The researchers used a

zero-shot evaluation
approach, which means they prompted the LLMs to complete the cognitive tasks without any additional training or
fine-tuning
. They asked each model to respond to each task 10 times to assess the consistency of their answers.

The cognitive tasks were designed to highlight biases and

heuristics
in human reasoning, and the study included both the original versions of the tasks as well as
facilitated versions
developed by other researchers. The facilitated versions were intended to make the tasks easier for humans, and the researchers wanted to see if the LLMs would also perform better on these versions.

Results

The study revealed some surprising findings about the reasoning abilities of the LLMs. Firstly, the models exhibited a high degree of inconsistency in their responses, with the same model sometimes providing very different answers for the same task. This suggests that the LLMs' reasoning is not as stable or reliable as human reasoning.

Interestingly, the incorrect responses from the LLMs were generally not due to the same cognitive biases observed in humans. Instead, the models displayed illogical reasoning that did not align with typical human biases.
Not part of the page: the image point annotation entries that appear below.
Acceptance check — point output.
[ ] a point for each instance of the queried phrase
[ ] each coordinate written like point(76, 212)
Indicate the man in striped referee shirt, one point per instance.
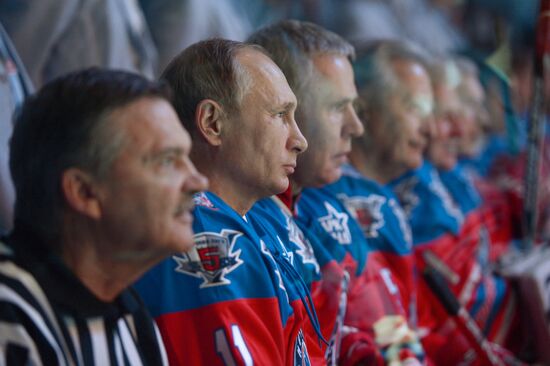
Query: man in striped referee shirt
point(103, 179)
This suggests that the nature of irrationality in LLMs is unique and distinct from the biases seen in human decision-making.
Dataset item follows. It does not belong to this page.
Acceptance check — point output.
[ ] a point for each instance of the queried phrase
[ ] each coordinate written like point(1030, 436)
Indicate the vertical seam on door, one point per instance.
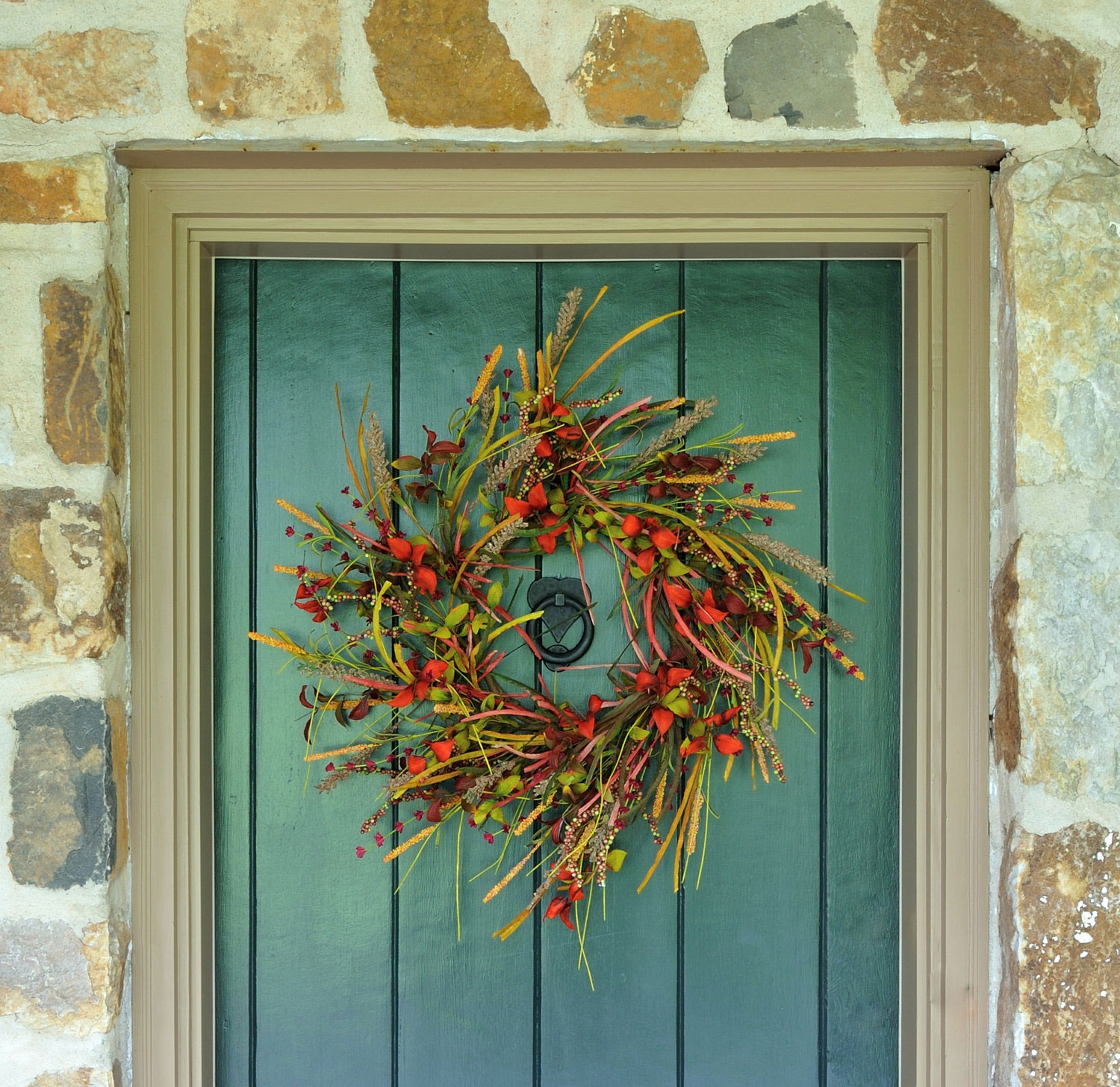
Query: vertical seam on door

When comparing the models' performance, the researchers found that OpenAI's GPT-4 had the highest proportion of correct answers with sound reasoning. However, the Llama 2 model with 13 billion parameters had the least human-like responses. Contrary to expectations, the facilitated versions of the cognitive tasks did not always lead to improved performance by the LLMs.
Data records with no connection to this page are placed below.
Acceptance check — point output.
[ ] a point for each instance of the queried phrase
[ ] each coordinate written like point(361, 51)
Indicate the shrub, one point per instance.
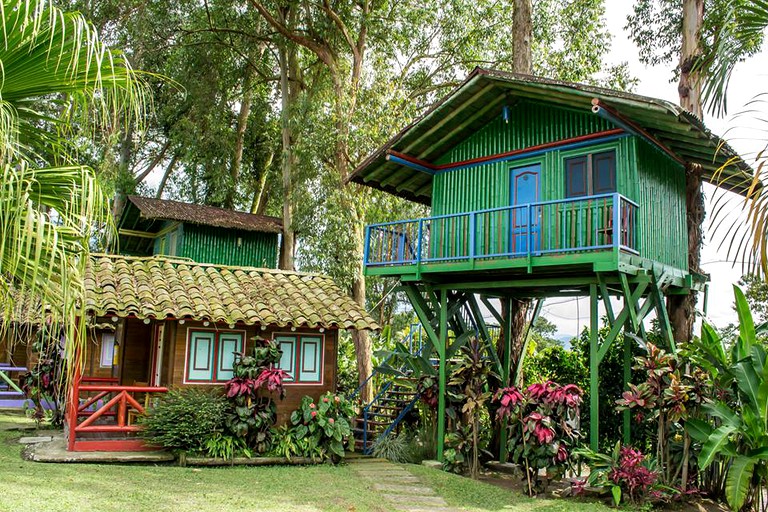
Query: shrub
point(541, 431)
point(250, 415)
point(395, 448)
point(628, 473)
point(322, 430)
point(184, 419)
The researchers also observed differences in the models' performance on mathematical versus non-mathematical tasks. The LLMs generally performed better on non-mathematical tasks, but the magnitude of this difference varied across the different models.

Discussion

The findings of this study highlight the complex and variable nature of the reasoning abilities of LLMs. While these models can excel at certain tasks, they also exhibit significant inconsistencies and limitations in their logical reasoning and problem-solving skills.

The researchers suggest that the unique type of irrationality displayed by the LLMs, which differs from human biases, raises important questions about the potential use of these models in critical applications, such as diplomacy or medicine. The inconsistencies and logical flaws observed in the LLMs' responses could have serious consequences in these domains.

The study also provides a methodological contribution to the field, demonstrating how to assess and compare the rational reasoning capabilities of different language models. By treating the LLMs as participants in cognitive experiments, the researchers were able to gain valuable insights into the models' strengths and weaknesses in relation to human-like reasoning.

Conclusion

This study represents an important step in understanding the reasoning abilities of large language models. While these models have shown impressive capabilities in various language-related tasks, the findings suggest that their logical reasoning and problem-solving skills are still limited and inconsistent compared to human cognition.

As LLMs become more integrated into our daily lives, it is crucial to continue exploring their cognitive capabilities and limitations. This research highlights the need for further investigation and development to ensure that these powerful AI systems can be safely and effectively deployed in critical applications. By understanding the unique nature of irrationality in LLMs, we can work towards improving their reasoning abilities and making them more reliable and trustworthy.